Stackowey
| Paradigm(s) | Imperative |
|---|---|
| Designed by | User:Lampe2020 |
| Appeared in | 2025 |
| Type system | Static, only unsigned integers |
| Memory system | Stack-based |
| Dimensions | |
| Computational class | Turing-complete (assumed so by the author, not yet proven) |
| Reference implementation | in C++, in JavaScript |
| Influenced by | Brainfuck, Befunge |
| File extension(s) | .swy |
Stackowey ["stäck-o-wee"] is the serious and actually functional[1] spiritual successor of arrowey, created by User:Lampe2020. It operates on a 2-dimensional grid of characters, called the "playfield", with each character having a complete meaning in and of itself.

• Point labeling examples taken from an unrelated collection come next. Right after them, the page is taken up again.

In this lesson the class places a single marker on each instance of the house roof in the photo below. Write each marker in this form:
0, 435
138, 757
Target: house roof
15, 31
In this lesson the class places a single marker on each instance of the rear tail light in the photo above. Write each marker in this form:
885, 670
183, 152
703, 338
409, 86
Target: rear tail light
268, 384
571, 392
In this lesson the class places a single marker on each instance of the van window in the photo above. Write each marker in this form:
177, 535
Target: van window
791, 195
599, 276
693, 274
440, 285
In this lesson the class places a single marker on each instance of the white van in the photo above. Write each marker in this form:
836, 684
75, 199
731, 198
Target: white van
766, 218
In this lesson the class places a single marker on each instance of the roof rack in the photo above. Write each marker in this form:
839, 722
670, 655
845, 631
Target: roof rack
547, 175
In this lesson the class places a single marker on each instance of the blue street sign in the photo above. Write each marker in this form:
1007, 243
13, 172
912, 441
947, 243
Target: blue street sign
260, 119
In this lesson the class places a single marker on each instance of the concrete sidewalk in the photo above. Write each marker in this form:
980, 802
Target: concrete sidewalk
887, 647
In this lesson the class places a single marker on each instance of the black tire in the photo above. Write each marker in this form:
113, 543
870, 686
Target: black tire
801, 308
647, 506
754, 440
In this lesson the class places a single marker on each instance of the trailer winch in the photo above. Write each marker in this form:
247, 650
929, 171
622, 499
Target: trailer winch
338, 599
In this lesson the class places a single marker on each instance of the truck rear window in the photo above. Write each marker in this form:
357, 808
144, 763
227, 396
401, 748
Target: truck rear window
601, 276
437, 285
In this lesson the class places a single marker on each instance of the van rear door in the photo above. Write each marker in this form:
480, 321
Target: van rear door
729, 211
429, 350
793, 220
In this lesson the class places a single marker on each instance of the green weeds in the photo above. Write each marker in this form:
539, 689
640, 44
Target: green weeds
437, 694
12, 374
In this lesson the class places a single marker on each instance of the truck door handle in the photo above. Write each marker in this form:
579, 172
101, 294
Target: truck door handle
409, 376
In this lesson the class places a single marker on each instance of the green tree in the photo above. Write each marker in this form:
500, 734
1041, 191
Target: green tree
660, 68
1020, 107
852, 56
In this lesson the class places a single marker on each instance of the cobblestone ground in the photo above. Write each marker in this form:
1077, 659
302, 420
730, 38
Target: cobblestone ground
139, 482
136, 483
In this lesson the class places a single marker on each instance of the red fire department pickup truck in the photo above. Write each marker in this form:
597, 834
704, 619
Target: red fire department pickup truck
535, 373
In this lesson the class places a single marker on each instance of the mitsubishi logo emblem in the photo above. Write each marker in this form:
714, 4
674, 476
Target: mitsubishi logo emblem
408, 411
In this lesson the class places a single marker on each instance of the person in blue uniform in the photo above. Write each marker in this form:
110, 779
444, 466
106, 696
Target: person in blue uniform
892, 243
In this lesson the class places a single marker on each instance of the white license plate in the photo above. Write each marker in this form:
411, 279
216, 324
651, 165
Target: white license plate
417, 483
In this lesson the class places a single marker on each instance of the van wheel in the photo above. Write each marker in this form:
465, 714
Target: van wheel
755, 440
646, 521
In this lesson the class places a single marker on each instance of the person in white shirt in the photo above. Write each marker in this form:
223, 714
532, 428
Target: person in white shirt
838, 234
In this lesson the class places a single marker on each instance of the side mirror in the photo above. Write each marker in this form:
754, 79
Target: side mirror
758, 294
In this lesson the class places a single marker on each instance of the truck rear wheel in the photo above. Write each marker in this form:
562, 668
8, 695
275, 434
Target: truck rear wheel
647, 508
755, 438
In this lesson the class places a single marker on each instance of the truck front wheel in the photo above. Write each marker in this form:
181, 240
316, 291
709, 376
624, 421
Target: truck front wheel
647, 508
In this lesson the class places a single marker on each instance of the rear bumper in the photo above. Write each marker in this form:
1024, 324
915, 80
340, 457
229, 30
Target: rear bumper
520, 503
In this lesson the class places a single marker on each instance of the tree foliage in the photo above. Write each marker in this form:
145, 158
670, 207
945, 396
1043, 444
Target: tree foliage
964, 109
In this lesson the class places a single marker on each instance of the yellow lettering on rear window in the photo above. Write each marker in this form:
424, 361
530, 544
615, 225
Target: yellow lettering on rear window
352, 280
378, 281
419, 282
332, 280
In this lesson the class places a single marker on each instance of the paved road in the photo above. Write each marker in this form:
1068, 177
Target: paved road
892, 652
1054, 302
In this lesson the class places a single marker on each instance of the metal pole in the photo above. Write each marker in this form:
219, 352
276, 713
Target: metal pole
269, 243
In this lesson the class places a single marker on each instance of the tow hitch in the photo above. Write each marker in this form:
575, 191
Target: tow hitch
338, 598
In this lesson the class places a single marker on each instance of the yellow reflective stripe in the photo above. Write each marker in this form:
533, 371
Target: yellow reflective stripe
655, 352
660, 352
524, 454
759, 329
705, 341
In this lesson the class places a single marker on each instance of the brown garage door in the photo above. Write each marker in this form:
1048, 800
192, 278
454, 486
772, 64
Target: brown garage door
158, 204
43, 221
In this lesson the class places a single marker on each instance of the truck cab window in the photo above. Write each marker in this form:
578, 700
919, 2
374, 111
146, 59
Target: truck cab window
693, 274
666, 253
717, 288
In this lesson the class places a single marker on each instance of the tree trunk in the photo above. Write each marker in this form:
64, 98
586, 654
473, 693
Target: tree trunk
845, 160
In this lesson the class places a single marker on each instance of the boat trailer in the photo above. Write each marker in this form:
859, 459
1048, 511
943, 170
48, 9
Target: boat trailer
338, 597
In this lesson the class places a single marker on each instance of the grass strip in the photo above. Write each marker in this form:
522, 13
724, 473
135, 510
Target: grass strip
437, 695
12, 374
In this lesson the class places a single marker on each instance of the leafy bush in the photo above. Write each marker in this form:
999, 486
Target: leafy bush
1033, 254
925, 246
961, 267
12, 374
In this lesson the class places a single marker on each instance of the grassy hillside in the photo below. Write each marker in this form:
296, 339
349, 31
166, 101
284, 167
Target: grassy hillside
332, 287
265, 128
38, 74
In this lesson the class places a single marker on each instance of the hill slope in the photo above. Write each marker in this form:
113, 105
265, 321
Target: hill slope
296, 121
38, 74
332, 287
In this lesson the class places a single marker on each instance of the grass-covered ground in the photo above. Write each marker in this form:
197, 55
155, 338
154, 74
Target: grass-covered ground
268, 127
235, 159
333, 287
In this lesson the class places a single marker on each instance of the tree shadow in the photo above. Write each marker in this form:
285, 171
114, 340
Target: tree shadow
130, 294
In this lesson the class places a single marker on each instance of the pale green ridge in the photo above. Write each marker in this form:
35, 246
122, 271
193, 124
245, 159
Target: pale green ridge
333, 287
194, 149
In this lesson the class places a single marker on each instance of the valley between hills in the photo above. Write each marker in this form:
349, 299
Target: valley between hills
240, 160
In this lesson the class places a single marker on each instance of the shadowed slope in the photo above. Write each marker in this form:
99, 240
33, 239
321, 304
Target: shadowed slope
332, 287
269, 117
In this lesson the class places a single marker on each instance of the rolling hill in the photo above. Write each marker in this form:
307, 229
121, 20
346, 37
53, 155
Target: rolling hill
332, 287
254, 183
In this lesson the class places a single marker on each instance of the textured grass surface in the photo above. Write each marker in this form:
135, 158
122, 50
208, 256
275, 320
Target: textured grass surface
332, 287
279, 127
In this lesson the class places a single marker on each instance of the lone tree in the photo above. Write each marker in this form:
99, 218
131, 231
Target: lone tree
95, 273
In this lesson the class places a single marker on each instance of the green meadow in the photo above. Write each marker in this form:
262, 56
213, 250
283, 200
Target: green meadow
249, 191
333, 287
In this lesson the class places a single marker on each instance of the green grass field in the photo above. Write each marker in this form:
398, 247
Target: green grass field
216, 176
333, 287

The source code of a Stackowey program is specified to be stored in a file with the .swy extension (which is case-insensitive but recommended to be lowercase), although this is not enforced in the official interpreter.
Syntax
| ASCII character | Name | Description |
|---|---|---|
/ |
"bounce" | Pops two values off the stack. Bounces the pointer off if the first one is greater than the second one |
\ |
"backbounce" | Pops two values off the stack. Bounces the pointer off if the first one is lower than the second one |
? |
"huh" | Gets UTF-8-encoded input from the user. Pushes each character to the stack as its Unicode code point, followed by a 0 up top. Note: when the input stream has ended or otherwise failed, this command immediately halts the program with an appropriate error message |
! |
"hah" | Pops and outputs the UTF-8-encoded character according to its Unicode code point found on the stack Note: |
% |
"splot" | Pops and takes the top two stack values as coordinates to jump to while not changing direction. Note: the movement is done after the jump, so the command being jumped to is ignored! |
0, 1, 2, 3, 4, 5, 6, 7 |
"oh", "itch", "nigh", "chan", "fire", "lamp", "glorp", "wa-ding" | Pushes the corresponding number to the stack |
+ |
"cross" | Pops two stack values and pushes their sum onto the stack |
_ |
"stumble" | Inverts all bits of the top stack element |
# |
"grille" | Pops one value off the stack, calls it n and swaps the n:th and topmost stack element |
@ |
"whirlpool" | Pops one value off the stack, calls it n and pushes a copy of the n:th stack element to the top of the stack |
. |
"prick" | Pops a value off the stack and throws it into the void |
8 |
"dubring" | Pushes the current coordinates to the stack |
9 |
"tailring" | Halts the program |
| all other bytes | "impostor" | These are all no-ops |
The playfield must be rectangular (all lines must have the same length), with the exception of the shebang line, which is included as a convenience feature, so a Stackowey source code file can be marked executable in a *NIX environment and run directly, without needing to explicitly call the interpreter (Note that, due to the shebang line being ignored, no program can immediately begin with #!, although that can be circumvented by inserting at least one other instruction like an impostor before or in between the #!).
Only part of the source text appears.